The Literacy and Numeracy Secretariat's "Capacity Building Series" outlines 6 layers of the model Professional Learning Community:
1. Ensuring Learning for All Students
2. Focus on Results
3. Relationships
4. Collaborative Inquiry
5. Leadership
6. Alignment

Ensuring Learning for All Students: Class and Student Profiles

Collaborative, safe and supportive learning communities are created in many ways, one of these being the development of class and student profiles:

Reviewing the the document, Learning for All, and thinking about the importance of creating class and individual profiles, may I suggest two points about why this is an essential practice to be completed at the beginning of the school year and then maintained throughout the year:

Why is the creation of class and individual profiles essential at start and throughout?

1. Differentiation: the clearer your understanding of your students’ needs, the more “flexible, supportive, adjustable, and focused on increasing all students’ access to curriculum” your instruction and assessment can become. Plans would document strategies identified and employed, particularly students who are in need of greater support or in need of greater challenges.

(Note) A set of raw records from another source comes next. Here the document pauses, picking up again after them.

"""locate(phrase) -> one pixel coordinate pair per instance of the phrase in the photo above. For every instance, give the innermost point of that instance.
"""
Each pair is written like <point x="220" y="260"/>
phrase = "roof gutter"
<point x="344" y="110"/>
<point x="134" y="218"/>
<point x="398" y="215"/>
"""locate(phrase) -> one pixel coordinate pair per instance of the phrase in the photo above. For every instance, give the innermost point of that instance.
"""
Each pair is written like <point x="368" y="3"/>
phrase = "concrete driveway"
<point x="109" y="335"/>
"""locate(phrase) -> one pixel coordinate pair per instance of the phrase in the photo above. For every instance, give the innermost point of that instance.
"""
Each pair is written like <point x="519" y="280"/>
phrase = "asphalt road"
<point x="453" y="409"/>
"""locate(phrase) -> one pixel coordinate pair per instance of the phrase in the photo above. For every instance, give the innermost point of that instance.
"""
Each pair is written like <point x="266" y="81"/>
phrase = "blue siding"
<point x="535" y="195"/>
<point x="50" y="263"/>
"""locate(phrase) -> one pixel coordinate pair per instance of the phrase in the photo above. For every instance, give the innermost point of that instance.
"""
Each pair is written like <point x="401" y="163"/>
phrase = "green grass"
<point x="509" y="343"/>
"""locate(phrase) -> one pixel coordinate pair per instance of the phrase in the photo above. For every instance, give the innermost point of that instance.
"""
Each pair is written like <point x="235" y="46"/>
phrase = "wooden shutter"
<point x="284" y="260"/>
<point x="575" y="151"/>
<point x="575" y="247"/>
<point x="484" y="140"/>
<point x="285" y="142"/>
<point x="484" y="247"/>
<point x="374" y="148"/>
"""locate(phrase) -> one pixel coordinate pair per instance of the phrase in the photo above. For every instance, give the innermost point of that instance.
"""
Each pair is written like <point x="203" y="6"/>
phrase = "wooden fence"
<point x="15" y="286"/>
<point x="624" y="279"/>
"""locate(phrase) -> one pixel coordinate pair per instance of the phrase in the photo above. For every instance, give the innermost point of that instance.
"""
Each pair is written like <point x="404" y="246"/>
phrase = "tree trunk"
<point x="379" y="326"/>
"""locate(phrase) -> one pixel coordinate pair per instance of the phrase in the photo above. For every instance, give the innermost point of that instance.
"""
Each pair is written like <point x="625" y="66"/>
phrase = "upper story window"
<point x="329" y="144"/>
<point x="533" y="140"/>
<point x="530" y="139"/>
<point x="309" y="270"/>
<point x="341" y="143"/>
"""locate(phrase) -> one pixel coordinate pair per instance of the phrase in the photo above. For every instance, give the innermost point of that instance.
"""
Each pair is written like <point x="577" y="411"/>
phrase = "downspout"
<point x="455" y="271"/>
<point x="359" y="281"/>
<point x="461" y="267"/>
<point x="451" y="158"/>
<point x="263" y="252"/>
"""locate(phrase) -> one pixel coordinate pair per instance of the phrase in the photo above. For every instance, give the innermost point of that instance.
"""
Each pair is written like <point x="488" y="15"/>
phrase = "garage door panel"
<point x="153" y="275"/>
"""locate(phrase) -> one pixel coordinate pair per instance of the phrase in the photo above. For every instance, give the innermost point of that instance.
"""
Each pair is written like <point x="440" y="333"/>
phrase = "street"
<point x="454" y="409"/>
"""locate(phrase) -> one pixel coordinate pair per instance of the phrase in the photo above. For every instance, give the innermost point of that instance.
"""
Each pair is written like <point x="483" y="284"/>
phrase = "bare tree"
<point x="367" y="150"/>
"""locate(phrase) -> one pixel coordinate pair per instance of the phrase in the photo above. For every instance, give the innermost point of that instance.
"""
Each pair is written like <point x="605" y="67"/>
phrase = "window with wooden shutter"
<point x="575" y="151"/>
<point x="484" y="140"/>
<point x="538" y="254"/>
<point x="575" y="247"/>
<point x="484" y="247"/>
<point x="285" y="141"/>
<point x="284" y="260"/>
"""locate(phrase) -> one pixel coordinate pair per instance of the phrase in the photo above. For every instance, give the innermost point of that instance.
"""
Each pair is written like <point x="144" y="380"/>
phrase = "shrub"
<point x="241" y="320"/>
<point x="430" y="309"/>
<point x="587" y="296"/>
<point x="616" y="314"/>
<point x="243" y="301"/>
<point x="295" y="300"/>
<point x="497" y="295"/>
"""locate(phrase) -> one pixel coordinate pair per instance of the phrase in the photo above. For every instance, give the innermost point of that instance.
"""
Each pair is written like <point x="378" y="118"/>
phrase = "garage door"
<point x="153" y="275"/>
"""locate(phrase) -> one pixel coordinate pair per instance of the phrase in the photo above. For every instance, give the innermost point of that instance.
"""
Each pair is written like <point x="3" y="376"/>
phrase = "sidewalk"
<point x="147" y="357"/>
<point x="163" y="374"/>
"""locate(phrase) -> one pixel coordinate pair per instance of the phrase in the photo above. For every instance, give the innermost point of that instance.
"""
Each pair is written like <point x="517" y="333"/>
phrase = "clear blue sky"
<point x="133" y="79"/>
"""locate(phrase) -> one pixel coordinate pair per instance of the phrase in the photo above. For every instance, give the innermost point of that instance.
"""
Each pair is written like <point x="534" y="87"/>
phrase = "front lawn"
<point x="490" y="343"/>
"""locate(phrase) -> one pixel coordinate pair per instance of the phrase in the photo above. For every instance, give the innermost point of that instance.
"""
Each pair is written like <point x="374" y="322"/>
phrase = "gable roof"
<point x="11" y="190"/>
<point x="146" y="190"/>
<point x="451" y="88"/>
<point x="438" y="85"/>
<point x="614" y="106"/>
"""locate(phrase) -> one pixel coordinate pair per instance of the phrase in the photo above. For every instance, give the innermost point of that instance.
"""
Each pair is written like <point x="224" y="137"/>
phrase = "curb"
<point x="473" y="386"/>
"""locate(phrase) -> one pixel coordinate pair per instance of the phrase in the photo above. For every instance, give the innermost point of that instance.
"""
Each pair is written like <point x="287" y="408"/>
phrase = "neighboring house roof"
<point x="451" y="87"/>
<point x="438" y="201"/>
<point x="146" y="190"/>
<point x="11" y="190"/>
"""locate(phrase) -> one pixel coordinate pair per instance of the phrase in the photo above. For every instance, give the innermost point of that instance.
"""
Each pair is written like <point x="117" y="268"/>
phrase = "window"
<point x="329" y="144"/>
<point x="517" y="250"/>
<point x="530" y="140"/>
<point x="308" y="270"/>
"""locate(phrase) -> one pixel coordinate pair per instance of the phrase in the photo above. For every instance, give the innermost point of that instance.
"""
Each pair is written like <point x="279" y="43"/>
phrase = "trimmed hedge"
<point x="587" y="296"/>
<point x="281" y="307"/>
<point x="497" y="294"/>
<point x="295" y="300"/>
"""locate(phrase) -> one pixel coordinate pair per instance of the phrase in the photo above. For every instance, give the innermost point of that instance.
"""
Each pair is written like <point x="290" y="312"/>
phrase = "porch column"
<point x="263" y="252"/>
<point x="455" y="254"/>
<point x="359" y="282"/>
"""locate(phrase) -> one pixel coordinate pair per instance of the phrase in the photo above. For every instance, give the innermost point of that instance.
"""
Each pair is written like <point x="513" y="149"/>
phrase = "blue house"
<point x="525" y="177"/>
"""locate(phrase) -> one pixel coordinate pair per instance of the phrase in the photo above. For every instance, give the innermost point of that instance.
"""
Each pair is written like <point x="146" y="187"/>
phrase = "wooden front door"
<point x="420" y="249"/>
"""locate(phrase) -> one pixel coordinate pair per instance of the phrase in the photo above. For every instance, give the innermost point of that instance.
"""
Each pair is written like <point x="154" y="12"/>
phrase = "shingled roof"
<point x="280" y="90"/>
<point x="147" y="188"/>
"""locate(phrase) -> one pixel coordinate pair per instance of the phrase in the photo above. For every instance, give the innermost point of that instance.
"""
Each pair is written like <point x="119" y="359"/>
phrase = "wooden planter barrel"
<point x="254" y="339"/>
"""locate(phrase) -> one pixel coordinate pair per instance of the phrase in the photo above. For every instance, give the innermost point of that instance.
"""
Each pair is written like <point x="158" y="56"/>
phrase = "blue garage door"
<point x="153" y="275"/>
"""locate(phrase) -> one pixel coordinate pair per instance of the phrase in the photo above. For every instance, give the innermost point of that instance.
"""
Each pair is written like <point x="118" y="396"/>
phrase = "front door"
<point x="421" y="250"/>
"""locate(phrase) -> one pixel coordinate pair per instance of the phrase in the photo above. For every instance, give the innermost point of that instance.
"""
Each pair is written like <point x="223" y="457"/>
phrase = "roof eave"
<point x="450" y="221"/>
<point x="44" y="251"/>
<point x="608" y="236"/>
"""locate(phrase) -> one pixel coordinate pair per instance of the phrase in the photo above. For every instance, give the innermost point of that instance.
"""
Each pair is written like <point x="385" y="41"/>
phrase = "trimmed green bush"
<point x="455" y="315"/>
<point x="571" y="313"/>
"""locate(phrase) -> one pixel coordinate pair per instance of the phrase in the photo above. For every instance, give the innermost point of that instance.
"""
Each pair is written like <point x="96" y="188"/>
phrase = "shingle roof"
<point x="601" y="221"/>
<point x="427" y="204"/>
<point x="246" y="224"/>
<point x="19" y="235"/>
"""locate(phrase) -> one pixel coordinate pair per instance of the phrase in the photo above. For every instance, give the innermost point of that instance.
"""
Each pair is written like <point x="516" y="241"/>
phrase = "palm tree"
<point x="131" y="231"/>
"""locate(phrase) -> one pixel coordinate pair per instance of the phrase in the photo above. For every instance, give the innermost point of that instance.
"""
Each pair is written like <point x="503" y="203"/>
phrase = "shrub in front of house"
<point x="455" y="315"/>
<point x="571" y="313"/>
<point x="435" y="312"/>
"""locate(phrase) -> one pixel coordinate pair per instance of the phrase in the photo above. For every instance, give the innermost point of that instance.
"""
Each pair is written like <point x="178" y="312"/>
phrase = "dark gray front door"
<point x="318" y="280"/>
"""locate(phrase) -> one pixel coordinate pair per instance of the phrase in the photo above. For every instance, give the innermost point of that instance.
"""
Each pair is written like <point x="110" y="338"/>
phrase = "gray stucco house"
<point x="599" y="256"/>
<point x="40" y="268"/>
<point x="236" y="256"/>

2. Consultation: since some students may benefit from expertise beyond that found immediately in the classroom, in order to best access and inform in-school teams and out-of-school resources, including community agencies, these class and individual profiles act as an important reference for the collaborative review of teaching strategies and interventions. Recommendations can therefor be more informed and therefore more productive.

Focus on Results: Being Mindful of EQAO Testing in the Junior Classroom

An important element of ensuring student success is the support of their understanding of EQAO testing:

1. There are certain advantages to using the information found on the EQAO site and in Understanding Levels of Achievement:

EQAO site:
  • By accessing past tests for model questions
  • By sharing videos with parents/students during information sessions
  • For model answers for use as student exemplars
  • Remaining up to date with EQAO standards and practices
  • Teacher Bulletin provides concise essential points
  • Teacher Bulletin advertises the call for participation in assessment committees
  • Shares results summaries and offers strategies for teachers
  • “6 Questions to Ask When Looking at Your School Results”

Understanding Levels of Achievement
  • Thorough explanation of scales for reading, writing and mathematics
  • Support materials suitable for students at various levels
  • Extensive resource suggestions
  • Variety of student answers for each level

2. How to assist parents in understanding how their child is being prepared for the EQAO test?

It would be important to inform parents that the literacy program in my class includes preparation for the EQAO but that the test is not the ultimate objective. I would stress that their child’s literacy skills are assessed using multiple strategies, and that the EQAO test is but one of the many.

In the first parent information session of the year I would make a few moments available where I would share the date of the EQAO test and in general terms review the format, the implications, and the other logistics surrounding the test. A page summary in the parent booklet for the grade would be suitable too. I would also direct them to the sub pages of the www.eqao.com website so that they could access the parent’s guide available in 21 languages! It wouldn’t hurt to encourage the school board to share such links more deliberately on their website.

Parent teacher conferences would present an ideal opportunity to demonstrate how their child is being prepared. They would have the chance to review sample practice questions and to receive feedback on the level of reading, writing, and mathematics their child demonstrates in those cases (though I’d be very careful about making predictions).

It would be worth the time and effort, when sharing news items / program updates with parents, either through newsletters or on school web platforms, to make clear the literacy / numeracy connections with the curriculum and how they tie into the EQAO tests.